When Credit Karma began in 2007, venture capital dollars were a lot scarcer than they are today. In 2015, a significant increase in private market investment has driven a subsequent spike in attention around valuations and led to the now probably over-hyped "unicorn club" for companies with valuations greater than $1 billion, which Credit Karma joined in September 2014.

In our earlier days as a company, user growth was the biggest focal point in the industry, with everyone talking about the rise of Facebook or the growth of Twitter, but valuation has since taken over as the major talking point in the press. Reaching a $1 billion valuation was never a goal of ours and we never raised money specifically to get there. Either way, it's a mark that attracts a lot of attention whatever your thoughts are on it.

A little over one year since joining the "club," it's taught me some interesting things about valuations and labels, and the real meaning of building a great business.

There's a definite brand benefit

When you pass the $1 billion valuation mark you see an immediate change in the way you're seen by the press.

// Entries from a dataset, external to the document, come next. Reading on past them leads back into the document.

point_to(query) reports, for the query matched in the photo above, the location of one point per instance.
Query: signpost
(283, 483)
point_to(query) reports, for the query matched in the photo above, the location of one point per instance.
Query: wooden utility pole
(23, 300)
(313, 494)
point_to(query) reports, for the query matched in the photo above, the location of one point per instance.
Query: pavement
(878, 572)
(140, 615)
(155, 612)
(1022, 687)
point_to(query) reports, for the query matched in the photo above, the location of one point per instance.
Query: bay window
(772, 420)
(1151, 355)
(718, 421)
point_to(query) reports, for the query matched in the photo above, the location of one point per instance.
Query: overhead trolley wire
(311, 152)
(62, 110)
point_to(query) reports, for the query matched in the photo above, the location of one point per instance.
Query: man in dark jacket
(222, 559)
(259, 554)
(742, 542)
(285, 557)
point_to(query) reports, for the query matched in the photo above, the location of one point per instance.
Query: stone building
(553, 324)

It's become such a noted hump now, that I think companies that are close want to stretch out to get over it. For the time being, we may see less and less startups valued at $800 or $900 million. There can be a big bolster to your brand when you join the unicorn club, which I think we definitely saw at Credit Karma. It can be a signal to outsiders that there's something special about your business, which is validating. The Wall Street Journal and Fortune maintain unicorn lists and pay close attention to you. The valuation means that there's a clear box reporters can put you in that is meaningful to them.

That attention can be a double-edged sword if you're not ready

In 2015, more people are looking at Credit Karma. For me it's hard to tell if that's because more people are using our products (we've grown past 45 million members in 2015) or because we joined a club that every startup wants to be a part of. Either way, increased attention to our company's prospects and strengths is definitely one of the biggest changes since we first got a billion-dollar-plus valuation. Spending some time under the radar in our early days has worked in our favor here. It took us seven years as a business to reach a $1 billion valuation, where some companies get to this mark now in two or three years. Having that added time to mature as a business has meant that when we got there, our fundamentals were really strong and we've coped well with drawing more attention.

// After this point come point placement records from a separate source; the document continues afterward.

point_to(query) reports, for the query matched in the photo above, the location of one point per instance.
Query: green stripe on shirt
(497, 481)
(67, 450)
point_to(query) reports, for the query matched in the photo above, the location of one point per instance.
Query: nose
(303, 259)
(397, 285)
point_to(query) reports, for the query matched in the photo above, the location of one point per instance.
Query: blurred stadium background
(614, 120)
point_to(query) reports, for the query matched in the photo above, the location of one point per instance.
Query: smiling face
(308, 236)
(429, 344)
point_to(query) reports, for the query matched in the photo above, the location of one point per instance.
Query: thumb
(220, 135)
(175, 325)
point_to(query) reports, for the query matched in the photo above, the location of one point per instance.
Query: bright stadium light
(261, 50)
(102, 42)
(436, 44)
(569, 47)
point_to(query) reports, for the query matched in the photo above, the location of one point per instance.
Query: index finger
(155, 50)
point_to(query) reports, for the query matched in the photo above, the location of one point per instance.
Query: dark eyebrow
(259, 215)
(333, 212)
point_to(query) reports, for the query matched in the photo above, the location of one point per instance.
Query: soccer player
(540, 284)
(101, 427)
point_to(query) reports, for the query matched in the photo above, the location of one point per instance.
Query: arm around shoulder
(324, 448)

Labels change how people think about you, but not your real business concerns

It might take a little while, but after the excitement of being inducted into the unicorn club, you quickly realize that labels don't matter and whatever business impact the valuation had was mostly external. The increased scrutiny from the press can lead you to step into a spotlight you don't want. The valuation can distract people from focusing on the strengths in your business that drove that high valuation in the first place. You're still left exactly where you were, building your company. You still have to create a meaningful business. You still have to execute.

With more than 100 of these formerly mythical creatures running around, a unicorn is almost as rare as a horse. As the club gets bigger, whatever benefit to your brand there is will get diluted, if it hasn't already. Things might have been different even five years ago, when a billion-dollar valuation was an actual rarity. Everyone is so used to the term now that it will eventually lose its shine.

Building a business will always be a marathon, not a sprint

Getting a high valuation is a sprint that can distract companies from the marathon of realizing their real goals. Creating ongoing value--for both Credit Karma members and our investors--takes a long time. A one-time valuation doesn't mean much no matter how high it is; trying to build something that matters is more important. Focusing on a short-term metric for success can give people the wrong perspective internally, inflating a brand without building a business. It can create a set of expectations and pressures that might not be obvious at the time, but can come with real business risk.